Developing a Cryo-milling System for Material Engineering of BiFeO3-based Nanostructured Ceramics

Apresentador: Gustavo Sanguino Dias

Autores (Instituição): Dias, G.S.(Maringá State University); Batistela, C.H.(Maringá State University); Machado, H.N.(Maringá State University); da Silva, V.S.(Maringá State University); Volnistem, E.A.(Maringá State University); Oliveira, R.C.(UniLaSalle Lucas do Rio Verde); Cótica, L.F.(Maringa State University); Santos, I.A.(Maringá State University);

Resumo:
Multiferroic magnetoelectric materials have attracted much attention because they can exhibit simultaneous effects of ferroelectricity and ferromagnetism in the same phase, and a linear coupling between magnetization and polarization order parameters.

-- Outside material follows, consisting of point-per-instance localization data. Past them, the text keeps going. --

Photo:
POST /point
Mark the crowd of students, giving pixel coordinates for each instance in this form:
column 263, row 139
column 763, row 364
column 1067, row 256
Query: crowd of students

This coupling between ferroelectric and ferromagnetic orders creates new degrees of freedom that enable the development of new devices. Among this class of materials is Bismuth Ferrite (BiFeO3– BFO), one of the most studied multiferroic materials, mainly due to its reported magnetoelectric properties at room temperature. BFO has a rhomboedrally distorted perovskite structure (ABO3), with R3c space group, exhibiting ferroelectric and antiferromagnetic ordering at room temperature with high Currie (~1103 K) and Neel (~ 643 K) temperatures. The BFO magnetic ordering is characterized by a canted spin structure that gives rise to a spiral modulation with a periodicity of 62 nm, leading to null macroscopic magnetization. In this sense, size dependent properties of BFO have attracted attention and many protocols for the synthesis of nanoparticles and nanostructured ceramics have been trying. In this context, we developed a home-built sample environment for sample cooling down to liquid nitrogen temperature and temperature monitoring system which when allied to a high-energy planetary ball-mill can produce nanostructured nanoparticles. In this work, we applied the cryo-mill protocol to obtain single-phased nanostructured BFO nanoparticles with enhanced ferroic properties. The cryo-milling protocol showed to be a powerful protocol to control crystallite size and internal strain level and, consequently, change the magnetic behavior with an expressive increase of magnetization.